Komisyon huzurunda işkence: Uygulanan metot şu idi: Bir soruşturma
komisyonu mevcuttu. Komisyon huzurunda polisler işkenceyi uygulardı. Bu komisyon
işkence sırasında sanıklara soru sorar, cevap alırlardı. İşkencede Filistin
askısı, kasap askısı, ameliyat masası, çarmıha germek, sandalye falakası ve
kaplumbağa hücresi dediğimiz usullerde yapılırdı. Bu metodların hepsi de sorgusu
yapılan kişiye eziyet ve ıstırap verilirdi.
Polislere de işkence: İşkenceye maruz kalan kişiler şunlar: Elbistan
Hastane Müdürü 1983’te işkenceye tabi tutulmuştur. Eşi de hakimdi. Öğretmen
Münip Coşkun’a Şubat 1983’te işkence yapılmıştır.

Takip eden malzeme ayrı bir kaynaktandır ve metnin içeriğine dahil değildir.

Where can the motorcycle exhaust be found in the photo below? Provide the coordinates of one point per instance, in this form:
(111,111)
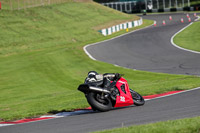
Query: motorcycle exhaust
(85,88)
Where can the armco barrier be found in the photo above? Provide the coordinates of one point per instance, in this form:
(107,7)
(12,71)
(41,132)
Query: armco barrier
(123,26)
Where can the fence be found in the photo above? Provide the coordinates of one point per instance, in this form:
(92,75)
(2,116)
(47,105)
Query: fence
(152,5)
(23,4)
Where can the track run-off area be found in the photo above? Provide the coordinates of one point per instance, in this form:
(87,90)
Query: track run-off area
(149,49)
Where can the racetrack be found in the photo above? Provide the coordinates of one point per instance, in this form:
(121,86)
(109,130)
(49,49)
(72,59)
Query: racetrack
(149,49)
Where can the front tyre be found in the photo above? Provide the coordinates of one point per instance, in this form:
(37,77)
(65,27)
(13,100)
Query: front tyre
(99,102)
(137,98)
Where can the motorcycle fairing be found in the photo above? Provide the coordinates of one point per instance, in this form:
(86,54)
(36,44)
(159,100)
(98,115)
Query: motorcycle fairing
(125,98)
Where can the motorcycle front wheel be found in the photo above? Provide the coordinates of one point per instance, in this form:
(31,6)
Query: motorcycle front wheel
(99,102)
(137,98)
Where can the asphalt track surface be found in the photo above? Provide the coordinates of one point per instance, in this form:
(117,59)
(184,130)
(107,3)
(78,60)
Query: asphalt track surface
(150,49)
(159,56)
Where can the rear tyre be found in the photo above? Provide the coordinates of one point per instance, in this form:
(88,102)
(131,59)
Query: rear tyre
(137,98)
(98,102)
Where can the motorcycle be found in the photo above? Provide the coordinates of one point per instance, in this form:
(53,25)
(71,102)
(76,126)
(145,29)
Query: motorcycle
(115,94)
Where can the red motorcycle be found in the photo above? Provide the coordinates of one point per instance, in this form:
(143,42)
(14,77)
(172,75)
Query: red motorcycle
(108,91)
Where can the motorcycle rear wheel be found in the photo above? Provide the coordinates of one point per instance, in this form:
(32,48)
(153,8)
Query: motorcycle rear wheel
(137,98)
(99,103)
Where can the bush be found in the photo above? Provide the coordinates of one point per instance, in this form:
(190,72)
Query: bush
(173,9)
(186,9)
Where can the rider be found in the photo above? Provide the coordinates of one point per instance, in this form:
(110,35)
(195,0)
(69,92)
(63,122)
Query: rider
(101,80)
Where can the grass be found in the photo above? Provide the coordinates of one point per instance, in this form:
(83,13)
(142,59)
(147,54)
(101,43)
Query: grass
(187,125)
(42,60)
(190,37)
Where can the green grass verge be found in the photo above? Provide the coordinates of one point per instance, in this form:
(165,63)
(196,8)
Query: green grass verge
(42,60)
(190,37)
(188,125)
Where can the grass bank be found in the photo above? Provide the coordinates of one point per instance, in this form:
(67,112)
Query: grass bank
(42,60)
(188,125)
(190,37)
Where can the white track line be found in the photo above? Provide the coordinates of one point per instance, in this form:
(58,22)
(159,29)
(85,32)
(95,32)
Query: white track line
(174,94)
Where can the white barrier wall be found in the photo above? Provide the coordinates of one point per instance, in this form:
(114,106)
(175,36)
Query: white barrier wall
(116,28)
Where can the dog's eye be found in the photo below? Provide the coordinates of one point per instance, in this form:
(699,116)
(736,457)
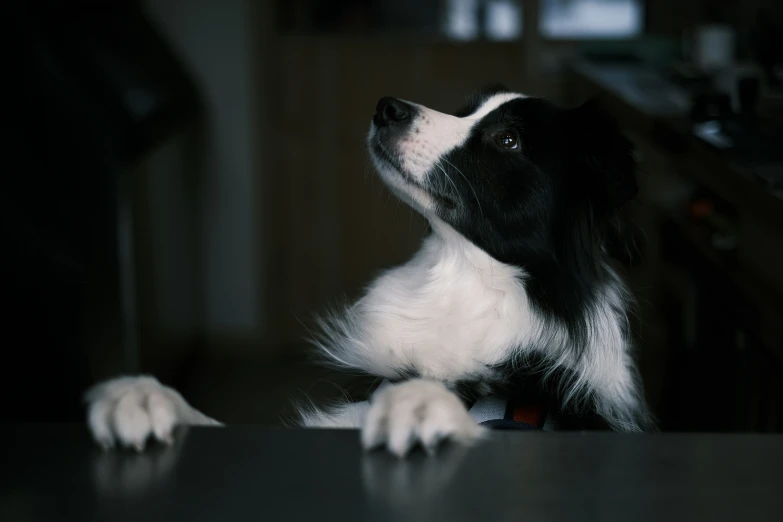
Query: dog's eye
(506,140)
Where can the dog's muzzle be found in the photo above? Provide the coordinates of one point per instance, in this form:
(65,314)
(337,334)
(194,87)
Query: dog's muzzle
(391,113)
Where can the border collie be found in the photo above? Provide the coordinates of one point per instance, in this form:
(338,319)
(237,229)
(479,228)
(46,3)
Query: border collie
(511,295)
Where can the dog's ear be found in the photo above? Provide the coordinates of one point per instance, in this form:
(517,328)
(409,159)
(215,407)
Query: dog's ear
(603,155)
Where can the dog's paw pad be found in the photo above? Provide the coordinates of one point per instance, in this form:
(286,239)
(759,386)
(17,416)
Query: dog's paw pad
(417,412)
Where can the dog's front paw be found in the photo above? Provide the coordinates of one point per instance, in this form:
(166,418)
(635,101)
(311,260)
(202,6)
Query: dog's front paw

Polis Celal Ergün 1981’de
basına Maraş olaylarıyla ilgili bilgi sızdırmak suçundan işkenceye tabi
tutulmuştur. TKP/ML ile ilgili Garbis Altınoğlu, İbrahim Terkivatan, Hasan Tosun
ve Hacıbektaş Bağ... 1983’de sol örgütlerle ilişkisi olduğu ileri sürülen Zeki
Akbulut isimli polis memuru gözaltına alındı. Onun ifadesinde ismi geçen polis
Hüseyin Fırat, Demir Çengel, Muhittin, Hamit Barak, Ahmet Başkan, Bekir Açık,
Mesut, Komiser Yardımcısı Umur Yardımcı, Ömer ve Nusret Barut da işkenceye tabi
tutuldu...
Milli boksöre elektrik verildi: Ankara’da Soysal Pasajı’nın soyulması
olayı ile ilgili görülen milli boksörlerden Ömer Kesimal’a yapılan işkence... Bu
şahsa emniyetin altıncı katında ağır suç masası şefi Ali ve ekibi tarafından
ameliyat masası dediğimiz masaya yatırılıp kendisine elektrik cereyanı verilmek
suretiyle işkence yapılmıştır. Ankara’da ayrıca, Avukat Ali Haydar Güngör’ün
TİKP Merkez Komite Üyesi olması nedeniyle bu şahsın yakalanabilmesi için halen
kayınbiraderi ve kayınvalidesine cereyan verilmek suretiyle işkence yapılmıştır.
Kayın biraderimi bile kurtaramadım: İskenderun’da da işkence yaptık.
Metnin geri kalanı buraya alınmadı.